Who is the Jewish Shekinah?

Who is the Jewish Shekinah? Prophets and patriarchy

Since the destruction of the Temple of Jerusalem in 70 C.E. the Jewish religion has been celebrated in local synagogues. Until the 20th Century prayer in synagogues was led by males; rabbis, cantors, or prayer leaders from the congregation. Women were segregated behind a curtain and took a more passive role.

But few non-Jews are aware that an essential part of this religion is celebrated in the home every Friday evening – the Sabbath seder – with a ritual meal with red wine, prayers, and songs. The sabbath starts at the moment evening begins. This is where The Shekinah comes in.

The principal female of the family goes to the window and lights a candle moving her hands to draw The Shekinah-spirit into its light and bless the home with the healing spirit of peace.
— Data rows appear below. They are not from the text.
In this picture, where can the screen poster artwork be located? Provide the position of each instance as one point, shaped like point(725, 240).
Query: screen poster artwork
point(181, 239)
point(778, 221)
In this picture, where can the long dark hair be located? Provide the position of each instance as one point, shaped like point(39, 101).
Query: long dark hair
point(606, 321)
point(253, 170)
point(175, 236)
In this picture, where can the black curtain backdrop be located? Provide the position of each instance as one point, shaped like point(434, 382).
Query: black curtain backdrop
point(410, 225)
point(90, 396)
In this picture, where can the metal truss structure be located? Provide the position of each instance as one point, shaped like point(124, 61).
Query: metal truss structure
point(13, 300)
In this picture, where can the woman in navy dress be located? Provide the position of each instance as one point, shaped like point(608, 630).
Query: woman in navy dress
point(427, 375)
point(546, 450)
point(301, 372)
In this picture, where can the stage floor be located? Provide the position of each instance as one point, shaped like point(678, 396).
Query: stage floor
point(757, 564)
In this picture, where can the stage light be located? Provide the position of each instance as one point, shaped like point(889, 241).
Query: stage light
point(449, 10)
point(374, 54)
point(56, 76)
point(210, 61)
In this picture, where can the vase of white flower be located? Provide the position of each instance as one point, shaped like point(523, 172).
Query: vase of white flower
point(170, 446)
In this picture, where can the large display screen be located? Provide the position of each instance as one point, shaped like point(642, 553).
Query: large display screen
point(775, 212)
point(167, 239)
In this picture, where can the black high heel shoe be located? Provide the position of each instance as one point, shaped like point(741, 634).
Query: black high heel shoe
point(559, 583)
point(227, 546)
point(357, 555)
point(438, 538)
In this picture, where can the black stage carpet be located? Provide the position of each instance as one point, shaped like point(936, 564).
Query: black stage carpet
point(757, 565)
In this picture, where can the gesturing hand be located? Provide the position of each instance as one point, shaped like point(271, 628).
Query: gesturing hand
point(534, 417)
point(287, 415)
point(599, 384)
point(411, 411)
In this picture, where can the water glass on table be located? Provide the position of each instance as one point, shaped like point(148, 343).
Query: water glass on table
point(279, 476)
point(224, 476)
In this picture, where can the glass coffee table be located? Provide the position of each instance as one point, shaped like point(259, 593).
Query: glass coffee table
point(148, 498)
The Shekinah in today’s Jewish belief is described as ‘the female emanation or presence of the Deity’. And the prayer that goes with the drawing-in, the welcoming of the Shekinah, is about observing the supreme male God Yahweh’s laws, rules, and commandments. But the Shekinah today is the result of a long process of reducing the importance of the Jewish Mother Goddess, reducing her to just an aspect of the male Deity. (Previously she was seen as a separate deity and later as Yahweh’s consort.) The process  was led by the Biblical prophets. Their mission was the purification of the religion from ‘a foreign’ element, the Goddess – and in fact she was shared with neighbouring nations and tribes under different names as a female deity associated with important processes including fertility and warfare. But the prophets’ vision was of a masculine deity and a male-led and culturally ‘pure’ nation. There are many references to the worship of the Mother Goddess in the bible but usually in a negative way, tagged as idol-worship or an ‘abomination’. Various prophets – Gideon [Judges 6-8] was one – launched campaigns to destroy the village statues of the Goddess, sometimes encountering fierce resistance.

Animated painting by Matthew Conrady, depicting the Shekinah’s story:

 

The Prophets’ anger, misogyny, and fundamentalism recalls fundamentalists today in the Abrahamic religions: like the Wahabi in Saudi Arabia who have destroyed most buildings from the long history of Islam in the Arabian peninsula. Or the Protestant fundamentalists in England in the 17th Century who destroyed stained glass windows and frescoes as ‘pagan’. Or the ultra-Orthodox Jews of today who reject modern culture and ideas.

There seems to be a drive to backward-looking ‘purity’ and ‘simplification’ that appeals to many. And that happens again and again through history. Like Hitler wanting a Germany without Jews, Romanis, homosexuals, or political dissent.